Мы, со своей стороны, можем сказать, что Никита просто не мог позволить себе жаловаться, ибо тем самым разрушил бы то положение взрослого и самостоятельного, которое поддерживал в своей семье. А, с другой стороны, он не хотел ни перед кем откры­вать своего позора: а именно того, что он не способен сопро­тивляться насилию. Но, в самом деле, почему же он не со­противлялся? Ведь он был не слабее Есауленко... Значит всё-таки выбрал роль жертвы? Подходя к вопросу грубо, можно заклеймить его именем лжеца, который всегда только что-то изображает собой, но никогда не бывает реальным, способным к поступку.

Если же объясняться более пространно и извинительно для Никиты, придется сказать, что Никита не привык под­чинять себе вещи и обстоятельства силой. Ему никогда не приходилось отстаивать что-то принадлежащее ему по праву или заявлять своё право изъявлением силы. Окружение бла­гоприятствовало ему: у него не было конкурентов, а главное то, что в семье его отношения строились на уровне слова, а не действия, и силовое давление никогда не применялось, ес­ли не считать тех шлепков и подзатыльников, которые лишь являлись выражением эмоций родителей. К сожалению, не применялась и настойчивость, побуждающая к изъявлению воли, к наполнению её силой, способной энергично двинуть члены или крепко остановить их, а не только изобразить чистое движение, лишённое динамики.

Без идеализма тоже, конечно, не обошлось, ибо ведь нет порока, неприкрытого идеалом: идеальная коммуна в его сознании полностью исключала насилие. Свобода лица была его абсолютной ценностью. Неверно было бы сказать, что Никита почитал свободу, как священную корову: у него не было понятия священного. Вместо этого он имел очень развитое понятие общественного идеала, как главного принципа. И этот идеал служил опорой его почитания свободы. Практически это выражалось в том, что на всё, в чём принимал участие другой, требовалось согласие этого другого.

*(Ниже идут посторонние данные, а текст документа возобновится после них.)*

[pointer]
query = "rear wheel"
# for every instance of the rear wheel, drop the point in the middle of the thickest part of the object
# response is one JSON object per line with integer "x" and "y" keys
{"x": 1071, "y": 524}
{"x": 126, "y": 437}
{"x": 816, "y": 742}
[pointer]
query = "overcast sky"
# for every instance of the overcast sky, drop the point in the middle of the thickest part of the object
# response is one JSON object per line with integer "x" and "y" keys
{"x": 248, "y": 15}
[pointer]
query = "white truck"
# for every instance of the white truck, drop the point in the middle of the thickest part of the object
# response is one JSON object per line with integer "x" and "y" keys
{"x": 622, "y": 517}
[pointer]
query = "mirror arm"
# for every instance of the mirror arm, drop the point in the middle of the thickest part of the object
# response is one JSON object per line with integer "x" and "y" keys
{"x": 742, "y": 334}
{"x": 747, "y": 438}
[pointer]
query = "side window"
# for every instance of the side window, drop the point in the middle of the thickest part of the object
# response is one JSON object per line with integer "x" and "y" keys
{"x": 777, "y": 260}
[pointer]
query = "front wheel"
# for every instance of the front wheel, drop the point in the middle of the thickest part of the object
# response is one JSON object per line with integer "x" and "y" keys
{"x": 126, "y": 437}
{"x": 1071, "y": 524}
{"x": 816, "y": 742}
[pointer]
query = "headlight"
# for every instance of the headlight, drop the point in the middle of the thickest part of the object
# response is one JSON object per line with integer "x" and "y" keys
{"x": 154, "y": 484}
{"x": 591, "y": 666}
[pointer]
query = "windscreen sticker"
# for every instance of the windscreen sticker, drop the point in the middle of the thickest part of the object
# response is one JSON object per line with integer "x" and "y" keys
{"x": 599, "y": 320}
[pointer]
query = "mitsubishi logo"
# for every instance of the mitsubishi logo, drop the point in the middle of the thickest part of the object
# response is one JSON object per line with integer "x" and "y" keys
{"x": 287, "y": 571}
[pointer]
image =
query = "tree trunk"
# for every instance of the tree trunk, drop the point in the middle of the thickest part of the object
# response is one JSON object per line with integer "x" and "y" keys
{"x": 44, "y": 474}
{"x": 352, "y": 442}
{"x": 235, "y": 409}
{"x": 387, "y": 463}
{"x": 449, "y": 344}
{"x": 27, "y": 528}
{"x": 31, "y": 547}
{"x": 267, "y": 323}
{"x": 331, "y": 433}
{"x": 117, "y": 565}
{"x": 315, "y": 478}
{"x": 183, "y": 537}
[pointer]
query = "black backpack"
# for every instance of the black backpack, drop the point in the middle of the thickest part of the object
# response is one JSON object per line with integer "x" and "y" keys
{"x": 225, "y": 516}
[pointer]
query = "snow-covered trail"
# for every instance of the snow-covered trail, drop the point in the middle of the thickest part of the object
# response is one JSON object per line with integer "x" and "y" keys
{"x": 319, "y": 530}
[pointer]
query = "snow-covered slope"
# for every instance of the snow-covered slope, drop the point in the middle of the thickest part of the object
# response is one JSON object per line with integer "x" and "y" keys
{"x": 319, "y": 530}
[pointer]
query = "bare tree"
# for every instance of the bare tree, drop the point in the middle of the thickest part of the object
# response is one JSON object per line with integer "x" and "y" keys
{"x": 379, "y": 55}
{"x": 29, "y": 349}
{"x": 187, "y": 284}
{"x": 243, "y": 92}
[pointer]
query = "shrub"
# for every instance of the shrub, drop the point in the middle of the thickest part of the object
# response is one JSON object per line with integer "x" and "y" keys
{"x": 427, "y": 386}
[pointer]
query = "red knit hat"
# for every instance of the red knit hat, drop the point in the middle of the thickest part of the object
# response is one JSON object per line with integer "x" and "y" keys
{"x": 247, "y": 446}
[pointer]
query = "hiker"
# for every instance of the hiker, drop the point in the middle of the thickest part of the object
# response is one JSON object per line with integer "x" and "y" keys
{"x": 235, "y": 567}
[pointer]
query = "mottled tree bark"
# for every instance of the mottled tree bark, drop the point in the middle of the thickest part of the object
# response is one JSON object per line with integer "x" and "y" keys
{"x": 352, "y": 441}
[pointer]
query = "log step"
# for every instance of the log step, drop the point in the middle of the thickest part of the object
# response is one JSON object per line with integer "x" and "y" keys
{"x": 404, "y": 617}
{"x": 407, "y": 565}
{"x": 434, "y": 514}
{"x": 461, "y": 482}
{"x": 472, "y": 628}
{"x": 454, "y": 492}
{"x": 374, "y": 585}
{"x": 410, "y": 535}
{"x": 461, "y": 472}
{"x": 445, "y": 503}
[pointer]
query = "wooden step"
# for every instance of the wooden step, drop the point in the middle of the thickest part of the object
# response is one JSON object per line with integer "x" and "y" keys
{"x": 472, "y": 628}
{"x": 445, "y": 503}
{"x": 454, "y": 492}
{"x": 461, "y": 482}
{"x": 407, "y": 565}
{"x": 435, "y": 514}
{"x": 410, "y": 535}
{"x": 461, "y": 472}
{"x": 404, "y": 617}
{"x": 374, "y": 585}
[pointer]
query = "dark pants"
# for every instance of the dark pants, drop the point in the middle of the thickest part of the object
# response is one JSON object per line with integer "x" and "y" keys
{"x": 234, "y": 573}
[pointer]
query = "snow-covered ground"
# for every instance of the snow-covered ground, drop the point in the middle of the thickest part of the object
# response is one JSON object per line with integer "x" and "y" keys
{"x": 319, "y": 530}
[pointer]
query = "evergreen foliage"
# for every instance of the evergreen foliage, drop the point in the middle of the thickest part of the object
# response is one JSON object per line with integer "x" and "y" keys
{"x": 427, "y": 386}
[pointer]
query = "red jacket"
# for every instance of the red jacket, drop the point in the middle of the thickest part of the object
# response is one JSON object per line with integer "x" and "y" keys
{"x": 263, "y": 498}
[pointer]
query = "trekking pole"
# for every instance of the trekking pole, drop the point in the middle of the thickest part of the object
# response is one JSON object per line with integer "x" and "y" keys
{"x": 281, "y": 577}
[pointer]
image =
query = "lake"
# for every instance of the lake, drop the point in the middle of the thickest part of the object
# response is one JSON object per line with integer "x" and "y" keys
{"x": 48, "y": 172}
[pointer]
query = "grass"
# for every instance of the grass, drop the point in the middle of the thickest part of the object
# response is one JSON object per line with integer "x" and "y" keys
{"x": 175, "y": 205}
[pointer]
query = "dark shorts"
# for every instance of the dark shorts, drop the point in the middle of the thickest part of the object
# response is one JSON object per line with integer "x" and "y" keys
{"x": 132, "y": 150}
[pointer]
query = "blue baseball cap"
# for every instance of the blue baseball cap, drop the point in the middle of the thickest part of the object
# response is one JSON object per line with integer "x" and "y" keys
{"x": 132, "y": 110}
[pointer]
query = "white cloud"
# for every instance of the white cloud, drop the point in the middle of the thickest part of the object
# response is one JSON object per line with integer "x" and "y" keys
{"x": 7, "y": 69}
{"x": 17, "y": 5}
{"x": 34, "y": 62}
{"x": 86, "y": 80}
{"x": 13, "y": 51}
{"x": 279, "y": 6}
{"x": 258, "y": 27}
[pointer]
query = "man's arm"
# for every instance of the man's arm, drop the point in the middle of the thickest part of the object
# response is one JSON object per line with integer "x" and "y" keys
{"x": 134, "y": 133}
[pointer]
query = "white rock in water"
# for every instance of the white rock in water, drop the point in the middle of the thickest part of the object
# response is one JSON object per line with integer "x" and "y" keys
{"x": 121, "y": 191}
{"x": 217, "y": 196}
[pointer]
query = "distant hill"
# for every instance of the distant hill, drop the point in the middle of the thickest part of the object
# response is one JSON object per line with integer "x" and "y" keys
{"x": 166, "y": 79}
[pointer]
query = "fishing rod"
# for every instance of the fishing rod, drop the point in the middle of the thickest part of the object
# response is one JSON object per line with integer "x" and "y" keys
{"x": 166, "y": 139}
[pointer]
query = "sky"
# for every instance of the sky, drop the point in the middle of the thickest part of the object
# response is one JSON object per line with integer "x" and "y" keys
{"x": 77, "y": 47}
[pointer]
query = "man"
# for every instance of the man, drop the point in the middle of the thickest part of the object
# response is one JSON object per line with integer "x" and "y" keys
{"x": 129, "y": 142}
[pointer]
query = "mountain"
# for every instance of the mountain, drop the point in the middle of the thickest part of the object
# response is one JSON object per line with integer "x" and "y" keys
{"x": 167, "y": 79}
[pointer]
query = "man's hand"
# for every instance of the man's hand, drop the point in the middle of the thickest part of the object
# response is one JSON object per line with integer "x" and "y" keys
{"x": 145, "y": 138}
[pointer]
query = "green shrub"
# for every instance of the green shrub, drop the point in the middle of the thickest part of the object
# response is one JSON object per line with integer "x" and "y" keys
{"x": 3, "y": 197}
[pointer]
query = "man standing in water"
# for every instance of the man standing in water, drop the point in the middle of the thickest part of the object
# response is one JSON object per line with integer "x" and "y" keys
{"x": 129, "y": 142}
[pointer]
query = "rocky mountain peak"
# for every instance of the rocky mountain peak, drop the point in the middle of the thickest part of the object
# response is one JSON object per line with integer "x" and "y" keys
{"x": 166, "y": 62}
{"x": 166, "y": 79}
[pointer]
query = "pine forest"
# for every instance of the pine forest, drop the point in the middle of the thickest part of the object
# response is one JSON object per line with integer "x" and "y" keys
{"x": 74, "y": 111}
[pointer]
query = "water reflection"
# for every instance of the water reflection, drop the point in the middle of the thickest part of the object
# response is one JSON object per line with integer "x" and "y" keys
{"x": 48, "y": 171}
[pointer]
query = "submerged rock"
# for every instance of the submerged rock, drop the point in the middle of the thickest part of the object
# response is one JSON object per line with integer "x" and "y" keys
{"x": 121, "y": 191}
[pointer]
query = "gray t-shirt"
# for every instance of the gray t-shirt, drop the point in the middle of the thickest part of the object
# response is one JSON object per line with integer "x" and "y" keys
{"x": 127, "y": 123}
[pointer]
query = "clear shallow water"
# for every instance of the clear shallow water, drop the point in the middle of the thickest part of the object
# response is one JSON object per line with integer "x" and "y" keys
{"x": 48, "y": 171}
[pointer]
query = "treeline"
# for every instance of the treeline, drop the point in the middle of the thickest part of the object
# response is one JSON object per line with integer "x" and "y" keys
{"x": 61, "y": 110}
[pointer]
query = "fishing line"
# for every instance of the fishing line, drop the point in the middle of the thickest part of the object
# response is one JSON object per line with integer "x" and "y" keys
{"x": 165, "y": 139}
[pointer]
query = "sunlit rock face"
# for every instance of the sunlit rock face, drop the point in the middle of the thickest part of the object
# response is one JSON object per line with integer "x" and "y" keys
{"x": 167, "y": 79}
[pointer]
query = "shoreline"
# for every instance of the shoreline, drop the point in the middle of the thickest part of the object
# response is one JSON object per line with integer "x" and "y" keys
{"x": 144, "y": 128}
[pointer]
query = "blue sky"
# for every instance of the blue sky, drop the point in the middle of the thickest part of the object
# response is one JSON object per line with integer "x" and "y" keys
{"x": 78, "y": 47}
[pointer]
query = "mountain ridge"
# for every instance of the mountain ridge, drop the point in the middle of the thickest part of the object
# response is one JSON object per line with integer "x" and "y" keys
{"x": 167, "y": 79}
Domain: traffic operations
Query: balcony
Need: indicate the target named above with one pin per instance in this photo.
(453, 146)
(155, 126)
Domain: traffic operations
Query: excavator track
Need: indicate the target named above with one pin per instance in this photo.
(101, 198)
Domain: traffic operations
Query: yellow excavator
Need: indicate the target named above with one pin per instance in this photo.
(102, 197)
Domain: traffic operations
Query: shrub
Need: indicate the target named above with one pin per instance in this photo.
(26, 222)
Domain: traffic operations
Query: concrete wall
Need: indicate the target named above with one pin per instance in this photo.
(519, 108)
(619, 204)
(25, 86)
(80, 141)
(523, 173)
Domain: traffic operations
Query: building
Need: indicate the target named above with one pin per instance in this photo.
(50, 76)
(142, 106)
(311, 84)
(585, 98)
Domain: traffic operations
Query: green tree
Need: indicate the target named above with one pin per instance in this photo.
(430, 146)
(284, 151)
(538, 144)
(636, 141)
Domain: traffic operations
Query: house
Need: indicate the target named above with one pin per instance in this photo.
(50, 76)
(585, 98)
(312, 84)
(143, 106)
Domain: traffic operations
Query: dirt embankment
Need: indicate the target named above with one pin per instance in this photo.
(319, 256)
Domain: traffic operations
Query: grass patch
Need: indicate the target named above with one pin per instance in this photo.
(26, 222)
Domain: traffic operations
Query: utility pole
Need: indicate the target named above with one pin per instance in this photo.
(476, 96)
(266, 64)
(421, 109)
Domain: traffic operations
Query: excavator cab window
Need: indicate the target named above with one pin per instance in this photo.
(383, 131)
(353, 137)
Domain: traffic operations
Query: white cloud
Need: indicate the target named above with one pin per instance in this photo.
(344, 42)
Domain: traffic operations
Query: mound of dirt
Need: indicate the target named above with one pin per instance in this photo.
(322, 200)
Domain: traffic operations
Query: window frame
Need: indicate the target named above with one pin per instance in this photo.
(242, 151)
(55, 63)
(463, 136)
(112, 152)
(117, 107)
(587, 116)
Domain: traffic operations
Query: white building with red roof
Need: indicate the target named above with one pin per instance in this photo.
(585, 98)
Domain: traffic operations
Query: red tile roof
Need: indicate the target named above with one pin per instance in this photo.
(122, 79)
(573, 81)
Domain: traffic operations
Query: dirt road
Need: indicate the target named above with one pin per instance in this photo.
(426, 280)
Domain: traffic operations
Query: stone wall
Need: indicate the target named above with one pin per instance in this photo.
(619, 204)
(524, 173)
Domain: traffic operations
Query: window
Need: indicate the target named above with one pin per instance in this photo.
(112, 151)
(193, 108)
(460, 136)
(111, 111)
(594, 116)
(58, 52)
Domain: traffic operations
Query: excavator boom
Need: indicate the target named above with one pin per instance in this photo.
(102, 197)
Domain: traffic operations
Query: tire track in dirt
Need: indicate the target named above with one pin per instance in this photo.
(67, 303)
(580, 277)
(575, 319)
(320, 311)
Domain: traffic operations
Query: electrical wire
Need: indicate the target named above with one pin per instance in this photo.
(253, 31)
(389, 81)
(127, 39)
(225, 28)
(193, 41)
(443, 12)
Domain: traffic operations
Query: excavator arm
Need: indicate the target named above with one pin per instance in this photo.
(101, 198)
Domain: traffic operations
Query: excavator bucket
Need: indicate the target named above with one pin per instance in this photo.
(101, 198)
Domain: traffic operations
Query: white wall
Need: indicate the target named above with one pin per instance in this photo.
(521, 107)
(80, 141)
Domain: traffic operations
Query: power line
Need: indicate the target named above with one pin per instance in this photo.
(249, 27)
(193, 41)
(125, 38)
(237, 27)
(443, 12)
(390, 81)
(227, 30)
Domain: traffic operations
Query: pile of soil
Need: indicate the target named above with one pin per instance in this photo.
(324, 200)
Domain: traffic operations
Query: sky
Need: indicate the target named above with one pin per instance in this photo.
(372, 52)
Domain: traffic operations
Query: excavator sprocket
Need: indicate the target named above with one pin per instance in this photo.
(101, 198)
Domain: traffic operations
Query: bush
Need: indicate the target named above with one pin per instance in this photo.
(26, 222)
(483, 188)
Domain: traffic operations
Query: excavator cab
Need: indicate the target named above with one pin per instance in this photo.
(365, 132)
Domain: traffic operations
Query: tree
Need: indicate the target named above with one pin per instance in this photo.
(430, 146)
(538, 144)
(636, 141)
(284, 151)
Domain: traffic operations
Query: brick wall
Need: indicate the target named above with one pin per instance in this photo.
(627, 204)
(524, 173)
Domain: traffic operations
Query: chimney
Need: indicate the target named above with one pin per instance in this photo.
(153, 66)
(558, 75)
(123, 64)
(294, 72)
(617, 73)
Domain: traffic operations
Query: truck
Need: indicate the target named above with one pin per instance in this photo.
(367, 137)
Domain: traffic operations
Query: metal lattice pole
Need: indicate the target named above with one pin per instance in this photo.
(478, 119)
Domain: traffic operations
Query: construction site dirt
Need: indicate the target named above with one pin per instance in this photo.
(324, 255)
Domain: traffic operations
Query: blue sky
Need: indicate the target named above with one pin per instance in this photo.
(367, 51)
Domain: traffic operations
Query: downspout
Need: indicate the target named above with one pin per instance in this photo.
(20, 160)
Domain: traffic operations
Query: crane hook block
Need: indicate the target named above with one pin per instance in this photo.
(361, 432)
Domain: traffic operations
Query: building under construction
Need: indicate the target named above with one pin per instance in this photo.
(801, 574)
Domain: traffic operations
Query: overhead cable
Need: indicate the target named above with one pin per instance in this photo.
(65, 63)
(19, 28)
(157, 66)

Своим ок­ружением Никита управлял с помощью слов; внимание, забота и любовь ближних превращала эти слова в волшебные, если они были правдивы и уместны. Если слово не «срабатывало», Никита знал, что оно не волшебное, потому что неправильно и не к месту употреблено; и воспринимал сопротивление среды, как должное. В части же применения слов волшебных он был равен Магу, повелителю джиннов. Соответственно, и ближние управляли им с помощью слов: случавшиеся шлепки толчки и подзатыльники понимались им как жестовые слова, и не относились к насилию. Применение силы вызывало у него отвра­щение, как проявление Зла: посягательство на верховный идеал свободы.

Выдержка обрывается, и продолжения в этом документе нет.